My children attend private school about an hour outside of New York City. My 9-year-old son recently came home and told me that one of his classmates said he would not be welcome at their family\'s country club.
[additional-authors]
January 11, 2001


Country Club Bigots

Dear Wendy:
My children attend private school about an hour outside of New York City. My 9-year-old son recently came home and told me that one of his classmates said he would not be welcome at their family’s country club. The reference went over my son’s head, but I know that the club does not admit Jews. When and how is the right time to talk to children about anti-Semitism?

Troubled by intolerance

If you’ve had occasion to talk to your son about the class bully, you’ve already laid the groundwork. Even better, you can point to what class bullies look like later in life; your child’s classmate is clearly learning his behavior at home from the overgrown bullies who raise him.

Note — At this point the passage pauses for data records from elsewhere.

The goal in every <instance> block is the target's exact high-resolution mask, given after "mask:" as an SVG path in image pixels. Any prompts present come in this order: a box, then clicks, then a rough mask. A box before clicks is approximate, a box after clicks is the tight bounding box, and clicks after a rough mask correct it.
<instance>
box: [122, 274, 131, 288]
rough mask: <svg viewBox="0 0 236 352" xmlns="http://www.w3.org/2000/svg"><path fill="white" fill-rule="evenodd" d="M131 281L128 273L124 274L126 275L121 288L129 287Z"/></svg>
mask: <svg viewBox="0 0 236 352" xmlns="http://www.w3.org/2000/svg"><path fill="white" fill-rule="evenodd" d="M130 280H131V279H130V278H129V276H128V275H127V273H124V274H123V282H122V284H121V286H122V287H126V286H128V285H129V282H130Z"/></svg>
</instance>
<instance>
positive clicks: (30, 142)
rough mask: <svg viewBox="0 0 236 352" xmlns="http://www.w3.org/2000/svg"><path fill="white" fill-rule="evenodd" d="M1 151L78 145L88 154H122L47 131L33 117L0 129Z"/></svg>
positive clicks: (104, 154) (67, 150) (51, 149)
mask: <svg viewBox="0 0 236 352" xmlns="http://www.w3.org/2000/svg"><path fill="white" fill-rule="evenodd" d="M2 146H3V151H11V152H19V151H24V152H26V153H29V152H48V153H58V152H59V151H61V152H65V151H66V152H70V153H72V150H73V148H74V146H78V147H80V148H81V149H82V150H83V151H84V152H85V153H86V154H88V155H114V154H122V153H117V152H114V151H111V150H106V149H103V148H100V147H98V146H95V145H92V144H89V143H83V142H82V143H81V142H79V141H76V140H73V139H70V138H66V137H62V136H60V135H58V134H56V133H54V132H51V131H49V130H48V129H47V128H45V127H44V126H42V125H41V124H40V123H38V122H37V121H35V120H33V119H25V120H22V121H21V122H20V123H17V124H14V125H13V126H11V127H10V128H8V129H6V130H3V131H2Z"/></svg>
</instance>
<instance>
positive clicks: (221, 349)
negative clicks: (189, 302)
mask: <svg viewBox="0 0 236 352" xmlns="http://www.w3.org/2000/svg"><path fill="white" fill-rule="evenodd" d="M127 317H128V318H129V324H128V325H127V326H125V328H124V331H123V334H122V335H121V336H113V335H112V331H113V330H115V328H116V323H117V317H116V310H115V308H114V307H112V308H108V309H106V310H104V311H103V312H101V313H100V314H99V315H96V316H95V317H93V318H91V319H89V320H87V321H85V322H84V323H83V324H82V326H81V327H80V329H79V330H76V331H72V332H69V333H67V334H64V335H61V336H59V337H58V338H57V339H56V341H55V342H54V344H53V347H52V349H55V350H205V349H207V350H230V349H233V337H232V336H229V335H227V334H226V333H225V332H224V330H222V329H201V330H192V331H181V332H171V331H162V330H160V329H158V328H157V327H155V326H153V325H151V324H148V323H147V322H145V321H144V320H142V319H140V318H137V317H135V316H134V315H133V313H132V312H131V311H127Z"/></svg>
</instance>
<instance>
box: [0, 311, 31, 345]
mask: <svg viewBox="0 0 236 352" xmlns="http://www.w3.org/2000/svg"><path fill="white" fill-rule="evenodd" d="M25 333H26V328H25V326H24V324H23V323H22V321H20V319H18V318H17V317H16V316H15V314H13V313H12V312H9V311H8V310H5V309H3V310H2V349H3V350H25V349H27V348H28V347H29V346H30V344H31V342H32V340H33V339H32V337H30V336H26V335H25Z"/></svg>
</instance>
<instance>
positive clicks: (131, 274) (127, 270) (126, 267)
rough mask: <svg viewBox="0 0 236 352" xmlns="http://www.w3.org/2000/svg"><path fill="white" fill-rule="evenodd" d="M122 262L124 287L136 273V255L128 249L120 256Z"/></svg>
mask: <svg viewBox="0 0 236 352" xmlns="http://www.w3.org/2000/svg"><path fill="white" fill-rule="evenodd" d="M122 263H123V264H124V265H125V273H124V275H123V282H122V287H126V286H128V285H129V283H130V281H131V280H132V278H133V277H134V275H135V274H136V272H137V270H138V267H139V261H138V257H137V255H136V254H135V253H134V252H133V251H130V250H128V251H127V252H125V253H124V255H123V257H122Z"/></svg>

Call me a cynic, but I believe anti-Semitism is prevalent and on the rise. Your children are never too young to understand that, as Jews, they are different and will be singled out. The question you are really asking is when is the right time to tell your children about the persecution Jews have suffered for centuries? The answer to that depends largely on the child. There is a delicate balance between teaching your children history and giving them nightmares.

Do alert the school immediately. Board members and administrators may condone such views privately (they may well belong to the same country club) but they will understand their legal responsibility to denounce anti-Semitism publicly. There are programs designed specifically for schools to combat racism and bigotry. It sounds to me like your school may be a candidate for such a program. Or at least that one family in your community may be a candidate for a little consciousness-raising.

Parents Parting Ways

Dear Wendy:
After 36 years of marriage, my parents are talking about getting a divorce. I’m obviously too old to expect them to consider staying together “for the sake of the children,” but I wish they would consider staying together for the sake of their grandchildren. Bubby and Zaidy are fixtures in my children’s lives, and they will be devastated.

Distraught

Your selfishness is forgiven since you have your children’s best interests at heart.

Bubby and Zaidy will continue to be fixtures in your children’s lives; they are divorcing each other, not their grandchildren. If you wish to downplay it, there is nothing wrong with saying that Bubby and Zaidy have not been getting along very well — just as your children don’t always get along — and that they are taking a time out from each other. Unfortunately, divorce has become so commonplace that I wouldn’t be surprised if your children jump right to what is really going on.

Your parents must be very unhappy together if it is more appealing to face old age alone than to face it together. I applaud their courage for being willing to consider such a drastic life change so late in life.


Singled Out

Dear Wendy:
I’m 36 and single and everyone who meets me wants to set me up. People assume that I’m unhappy and that I want to get married — which I do not. They also assume I want to have children — which I do not. Why can’t everyone just leave me alone?

Single and irritated

If there were a Jewish equivalent of the Grinch, I would suggest you bear a striking resemblance to him.
You should consider yourself fortunate that your friends and acquaintances care enough about you to want you to be happy — even if it is their definition of happiness they are pushing. Have you never read a wonderful novel or seen a great movie you wanted to share with a friend?

You do raise a legitimate point, however: married people think everyone should be married, and people with children the same. If you are convinced that you know more about happiness — or what truly makes you happy — than your well-intentioned friends, it shouldn’t be difficult to be gracious about your chosen lifestyle.